The EBM can potentially allow readers to obtain any book title, even books that are out of print. The machine takes as input a PDF file and prints, binds, and trims the reader's selection as a paperback book. It thus eliminates the middleman channels in the process and comes cheaper than printed books. It also has incredible advantage of saving the environment. No longer would trees be felled for people to hold a book.

With these advantages of e-books, just how many more years are left for the printed books?

'No, I don't think e-books will bring printed books. I think they'll complement printed books,' says Chika Unigwe, a Belgium-based writer and author of The Phoenix and On Black Sisters' Street. 'There will still be people who prefer to hold a book, to turn the pages, to smell the ink.'

Ikide Ikheloa is a United States-based writer and critic. He holds an even more revolutionary view of the revolution of e-books and printed books. 'Something digital will replace books but it won't be the e-book. The e-book is proprietary and primitive. As we speak, the e-book's functions are being integrated into digital tools like the iPad. I use my iPhone and Blackberry as a digital reader. I will never buy an e-book. Buy me an iPad, anytime.'

Ede says the complex interweaving and mutual dependence of these technologies will ensure the perseverance of the book – especially when such a dynamic is accompanied and facilitated by such uncanny ease and unearthly simplification as the EBM demonstrates. 'It is reasonable to project that the EBM has recalibrated the scales and elongated the endangered life of the book.'

The e-book is not all good news. Technology is not that static and unlike books that can still remain intact after 100 years or more, e-books do not have that kind of longevity. Also, it will be idealistic to expect that the aesthetic appeal and feel of the printed book in hands can easily be replaced with something as ephemeral as the e-book. Issues have also been raised about the dangers of gazing into and reading from a computer. When most people read from the computer, they mostly scan rather than read for instruction or leisure. E-books also give rise to copyright issues.

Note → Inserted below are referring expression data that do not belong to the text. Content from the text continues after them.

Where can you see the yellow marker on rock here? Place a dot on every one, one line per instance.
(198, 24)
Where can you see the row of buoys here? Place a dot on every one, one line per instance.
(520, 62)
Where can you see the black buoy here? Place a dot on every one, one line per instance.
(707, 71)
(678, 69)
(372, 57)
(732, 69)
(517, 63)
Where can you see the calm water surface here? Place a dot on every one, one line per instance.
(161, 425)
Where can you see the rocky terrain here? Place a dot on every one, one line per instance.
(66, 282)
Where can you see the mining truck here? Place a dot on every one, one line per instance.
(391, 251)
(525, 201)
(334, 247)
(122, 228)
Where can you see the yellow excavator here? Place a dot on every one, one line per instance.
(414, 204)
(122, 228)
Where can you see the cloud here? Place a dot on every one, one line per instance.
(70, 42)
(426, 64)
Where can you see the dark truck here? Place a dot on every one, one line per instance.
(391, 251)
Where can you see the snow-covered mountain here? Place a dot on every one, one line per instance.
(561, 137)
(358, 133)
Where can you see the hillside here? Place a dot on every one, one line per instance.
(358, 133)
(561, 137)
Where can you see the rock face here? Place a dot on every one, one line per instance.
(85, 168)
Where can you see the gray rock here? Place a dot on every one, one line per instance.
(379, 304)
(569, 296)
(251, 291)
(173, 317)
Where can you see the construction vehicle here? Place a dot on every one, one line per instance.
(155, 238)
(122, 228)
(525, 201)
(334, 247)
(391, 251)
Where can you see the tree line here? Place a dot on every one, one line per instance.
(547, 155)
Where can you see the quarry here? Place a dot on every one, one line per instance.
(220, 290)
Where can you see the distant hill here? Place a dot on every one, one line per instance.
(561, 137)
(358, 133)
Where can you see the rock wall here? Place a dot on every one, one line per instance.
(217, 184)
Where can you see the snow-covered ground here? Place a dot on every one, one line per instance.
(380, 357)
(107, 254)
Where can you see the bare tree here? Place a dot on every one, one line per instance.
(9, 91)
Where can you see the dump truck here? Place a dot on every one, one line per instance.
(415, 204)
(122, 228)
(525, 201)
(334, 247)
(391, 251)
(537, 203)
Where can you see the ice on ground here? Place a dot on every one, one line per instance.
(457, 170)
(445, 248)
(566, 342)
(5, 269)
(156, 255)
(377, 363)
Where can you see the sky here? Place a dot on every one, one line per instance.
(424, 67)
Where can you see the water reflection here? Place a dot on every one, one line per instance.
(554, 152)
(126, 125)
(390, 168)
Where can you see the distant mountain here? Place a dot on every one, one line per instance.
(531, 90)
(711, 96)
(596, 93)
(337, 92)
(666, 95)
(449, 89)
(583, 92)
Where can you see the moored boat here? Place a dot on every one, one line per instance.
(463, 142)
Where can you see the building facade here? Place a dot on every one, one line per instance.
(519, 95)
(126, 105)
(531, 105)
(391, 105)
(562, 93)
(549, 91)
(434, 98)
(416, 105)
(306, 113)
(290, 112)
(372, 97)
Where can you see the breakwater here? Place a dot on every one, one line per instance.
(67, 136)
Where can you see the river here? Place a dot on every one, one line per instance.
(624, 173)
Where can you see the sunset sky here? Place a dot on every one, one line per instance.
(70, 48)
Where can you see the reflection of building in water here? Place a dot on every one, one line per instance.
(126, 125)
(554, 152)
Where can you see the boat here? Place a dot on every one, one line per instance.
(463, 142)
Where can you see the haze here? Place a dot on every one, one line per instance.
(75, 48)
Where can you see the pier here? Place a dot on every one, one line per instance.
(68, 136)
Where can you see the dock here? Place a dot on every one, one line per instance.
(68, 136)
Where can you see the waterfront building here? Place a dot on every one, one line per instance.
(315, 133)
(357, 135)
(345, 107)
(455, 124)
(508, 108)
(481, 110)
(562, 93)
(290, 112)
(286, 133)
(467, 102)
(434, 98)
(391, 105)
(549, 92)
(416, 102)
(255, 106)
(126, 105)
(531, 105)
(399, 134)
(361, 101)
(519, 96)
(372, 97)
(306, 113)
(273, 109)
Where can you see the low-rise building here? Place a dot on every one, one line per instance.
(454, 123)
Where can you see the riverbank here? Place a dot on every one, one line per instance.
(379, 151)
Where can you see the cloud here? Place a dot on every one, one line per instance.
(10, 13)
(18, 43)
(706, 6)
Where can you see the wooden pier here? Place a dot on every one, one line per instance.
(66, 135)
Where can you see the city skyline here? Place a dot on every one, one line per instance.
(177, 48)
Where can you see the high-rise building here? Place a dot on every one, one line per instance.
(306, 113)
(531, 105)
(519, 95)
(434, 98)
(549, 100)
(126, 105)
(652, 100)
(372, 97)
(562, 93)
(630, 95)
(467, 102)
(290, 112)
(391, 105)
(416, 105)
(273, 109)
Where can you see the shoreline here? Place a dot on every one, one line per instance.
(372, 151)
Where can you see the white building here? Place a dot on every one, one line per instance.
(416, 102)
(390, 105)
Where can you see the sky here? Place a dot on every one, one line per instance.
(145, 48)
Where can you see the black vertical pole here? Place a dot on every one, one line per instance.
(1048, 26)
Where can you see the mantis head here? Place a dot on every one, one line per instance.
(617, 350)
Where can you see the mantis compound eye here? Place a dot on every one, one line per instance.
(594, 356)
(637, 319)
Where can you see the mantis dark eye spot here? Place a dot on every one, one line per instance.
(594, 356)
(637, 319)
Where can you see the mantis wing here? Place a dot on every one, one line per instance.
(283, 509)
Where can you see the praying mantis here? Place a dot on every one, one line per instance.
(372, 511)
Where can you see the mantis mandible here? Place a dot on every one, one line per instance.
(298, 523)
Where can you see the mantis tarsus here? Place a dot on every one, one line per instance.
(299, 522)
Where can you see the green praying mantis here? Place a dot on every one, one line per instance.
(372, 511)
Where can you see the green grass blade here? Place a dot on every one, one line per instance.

With however, the digitisation of books, there is a possibility that literacy might be boosted.

'I think digital tools will not improve reading culture and literacy because they already have. Our writers and thinkers are oblivious of all those people reading nonsense on their smart phones perched on the backs of okada motorbikes. We should stop publishing books and start moving our ideas to the digital world. We might even make money out of it,' concludes Ikheloa.

Unigwe says that even though e-books might encourage a wider reading population, she does not see how it can make people more literate.